RESTATED CERTIFICATE OF INCORPORATION
Intersections Inc. (the "CORPORATION") is a corporation organized and
existing under and by virtue of the laws of the State of Delaware (particularly,
Chapter 1, Title 8 of the Delaware Code and the acts amendatory thereof and
supplemental thereto, and known, identified and referred to as the "GENERAL
CORPORATION LAW OF THE STATE OF DELAWARE"). The date on which the original
Certificate of Incorporation of the Corporation was filed with the Secretary of
State of the State of Delaware is August 10, 1999. This Restated Certificate of
Incorporation (this "CERTIFICATE"), which restates and further amends the
Certificate of Incorporation of the Corporation, as heretofore amended and
restated, has been duly adopted in accordance with the provisions of Sections
228, 242, and 245 of the General Corporation Law of the State of Delaware. The
provisions of the original Certificate of Incorporation of the Corporation, and
any and all amendments thereto or restatements thereof, are hereby further
amended and restated so as to read, in their entirety, as follows:
FIRST: The name of the Corporation is Intersections Inc.
SECOND: The address, including street, number, city and county, of the
registered office of the Corporation in the State of Delaware is Corporation
Trust Center, 1209 Orange Street, City of Wilmington, County of New Castle (zip
code 19801). The name of the registered agent of the Corporation in the State of
Delaware at such address is The Corporation Trust Company.
THIRD: The nature of the business and of the purposes to be conducted and
promoted by the Corporation are to conduct any lawful business, to promote any
lawful purpose, and to engage in any lawful act or activity for which
corporations may be organized under the General Corporation Law of the State of
FOURTH: (A) The total number of shares of stock which this Corporation
shall have authority to issue is fifty five million (55,000,000) shares, of
which five million (5,000,000) shares of the par value of $.01 per share shall
be Preferred Stock and fifty million (50,000,000) shares of the par value of
$.01 per share shall be Common Stock. The holders of shares of Common Stock
shall have one vote per share.
(B) The Board of Directors of this Corporation is hereby expressly
granted the authority by resolution or resolutions to establish and issue the
Preferred Stock in one or more series with such voting powers , full or limited,
or no voting powers, and with such designations, preferences and relative,
participating, optional or other special rights and with such qualifications,
limitations or restrictions thereof as shall be stated and expressed in the
resolution or resolutions providing for the establishment and issuance thereof
adopted by the Board of Directors.
FIFTH: Except as otherwise provided in this Certificate, in furtherance and
not in limitation of the powers conferred by statute, the Board of Directors is
expressly authorized to make, repeal, alter, amend and rescind any or all of the
SIXTH: Elections of directors need not be by written ballot unless the
By-Laws shall so provide.
SEVENTH: The number of directors of the Corporation shall be fixed from
time to time by, or in the manner provided in, the By-Laws.

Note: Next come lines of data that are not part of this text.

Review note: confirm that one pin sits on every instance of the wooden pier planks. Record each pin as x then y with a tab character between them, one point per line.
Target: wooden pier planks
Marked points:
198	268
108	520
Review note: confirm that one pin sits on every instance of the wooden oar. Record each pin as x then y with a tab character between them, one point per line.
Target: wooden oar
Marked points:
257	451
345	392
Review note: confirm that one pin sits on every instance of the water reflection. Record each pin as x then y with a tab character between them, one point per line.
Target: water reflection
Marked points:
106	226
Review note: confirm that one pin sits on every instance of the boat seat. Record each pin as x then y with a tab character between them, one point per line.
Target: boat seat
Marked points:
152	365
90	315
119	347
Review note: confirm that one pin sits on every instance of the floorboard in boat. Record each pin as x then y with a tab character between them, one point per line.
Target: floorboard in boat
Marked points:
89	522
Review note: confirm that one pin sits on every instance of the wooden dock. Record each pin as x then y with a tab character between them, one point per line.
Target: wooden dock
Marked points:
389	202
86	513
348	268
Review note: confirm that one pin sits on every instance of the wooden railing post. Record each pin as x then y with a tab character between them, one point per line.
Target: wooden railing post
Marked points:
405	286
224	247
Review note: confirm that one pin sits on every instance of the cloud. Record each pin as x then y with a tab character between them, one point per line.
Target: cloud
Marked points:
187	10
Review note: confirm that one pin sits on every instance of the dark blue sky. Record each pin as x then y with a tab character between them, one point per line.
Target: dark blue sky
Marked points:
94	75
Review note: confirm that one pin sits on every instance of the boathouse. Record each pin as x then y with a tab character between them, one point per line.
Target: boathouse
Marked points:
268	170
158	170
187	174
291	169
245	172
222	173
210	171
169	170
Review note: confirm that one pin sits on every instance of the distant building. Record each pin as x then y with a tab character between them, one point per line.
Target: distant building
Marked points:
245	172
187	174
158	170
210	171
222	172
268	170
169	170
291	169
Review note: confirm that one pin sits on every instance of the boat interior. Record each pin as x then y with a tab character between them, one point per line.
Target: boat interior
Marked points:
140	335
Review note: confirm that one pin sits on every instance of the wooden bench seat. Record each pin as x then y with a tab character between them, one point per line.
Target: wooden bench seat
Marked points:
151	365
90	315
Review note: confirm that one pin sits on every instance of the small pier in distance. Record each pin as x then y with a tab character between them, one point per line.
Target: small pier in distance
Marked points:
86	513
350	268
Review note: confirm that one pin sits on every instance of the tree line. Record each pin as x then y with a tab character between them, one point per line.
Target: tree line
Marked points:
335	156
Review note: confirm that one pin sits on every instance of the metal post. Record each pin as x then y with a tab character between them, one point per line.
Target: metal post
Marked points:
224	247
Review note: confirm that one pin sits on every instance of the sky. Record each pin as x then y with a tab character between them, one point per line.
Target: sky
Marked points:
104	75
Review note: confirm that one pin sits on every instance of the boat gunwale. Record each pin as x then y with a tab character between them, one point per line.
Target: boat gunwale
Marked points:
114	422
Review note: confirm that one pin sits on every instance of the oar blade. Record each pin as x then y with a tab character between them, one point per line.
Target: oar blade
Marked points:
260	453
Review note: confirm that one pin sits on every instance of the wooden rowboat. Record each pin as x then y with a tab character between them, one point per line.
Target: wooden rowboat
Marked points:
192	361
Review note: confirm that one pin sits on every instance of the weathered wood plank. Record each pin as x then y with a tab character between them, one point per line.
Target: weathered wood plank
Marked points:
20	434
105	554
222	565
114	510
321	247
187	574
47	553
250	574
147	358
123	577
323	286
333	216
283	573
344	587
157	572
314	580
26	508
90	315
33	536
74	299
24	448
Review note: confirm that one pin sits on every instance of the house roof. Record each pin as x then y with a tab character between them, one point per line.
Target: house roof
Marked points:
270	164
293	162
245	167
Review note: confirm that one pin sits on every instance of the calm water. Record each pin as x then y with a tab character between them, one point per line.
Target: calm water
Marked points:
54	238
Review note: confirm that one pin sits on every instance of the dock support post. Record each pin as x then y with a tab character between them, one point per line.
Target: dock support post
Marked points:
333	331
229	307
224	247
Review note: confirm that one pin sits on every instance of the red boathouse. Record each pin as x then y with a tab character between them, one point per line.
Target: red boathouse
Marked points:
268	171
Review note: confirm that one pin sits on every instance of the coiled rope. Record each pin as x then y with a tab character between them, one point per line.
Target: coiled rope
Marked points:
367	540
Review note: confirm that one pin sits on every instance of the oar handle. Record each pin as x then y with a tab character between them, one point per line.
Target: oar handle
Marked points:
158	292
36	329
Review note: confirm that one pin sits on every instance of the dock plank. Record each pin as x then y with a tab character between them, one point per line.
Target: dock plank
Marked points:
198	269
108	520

EIGHTH: To the fullest extent that the General Corporation Law of the State
of Delaware, as it exists on the date hereof or as it my hereafter be amended,
permits the limitation or elimination of the liability of directors, no director
of this Corporation shall be personally liable to this Corporation or its
stockholders for monetary damages for breach of fiduciary duty as a director.
Notwithstanding the foregoing, a director shall be liable to the extent provided
by applicable law (1) for any breach of the directors' duty of loyalty to the
Corporation or its stockholders, (2) for acts or omissions not in good faith or
which involve intentional misconduct or a knowing violation of law, (3) under
Section 174 of the General Corporation Law of the State of Delaware, or (4) for
any transaction from which the director derived any improper personal benefit.
Neither the amendment or repeal of this Article, nor the adoption of any
provision of this Certificate of Incorporation inconsistent with this Article
shall adversely affect any right or protection of a director of the Corporation
existing at the time of such amendment or repeal.
NINTH: The Corporation shall, to the fullest extent permitted by Section
145 of the General Corporation Law of the State of Delaware, as the same may be
amended and supplemented, or by any successor thereto, indemnify any and all
persons whom it shall have power to indemnify under said section from and
against any and all of the expenses, liabilities or other matters referred to in
or covered by said section. The Corporation shall advance expenses to the
fullest extent permitted by said section. Such right to indemnification and
advancement of expenses shall continue as to a person who has ceased to be a
director, officer, employee or agent and shall inure to the benefit of the
heirs, executors and administrators of such a person. The indemnification and
advancement of expenses provided for herein shall not be deemed exclusive of any
other rights to which those seeking indemnification or advancement of expenses
may be entitled under any By-Law, agreement, vote of stockholders or
disinterested directors or otherwise.
IN WITNESS WHEREOF, Intersections Inc. has caused this certificate to be
signed by its Chief Executive Officer as of this ______ day of March, 2004.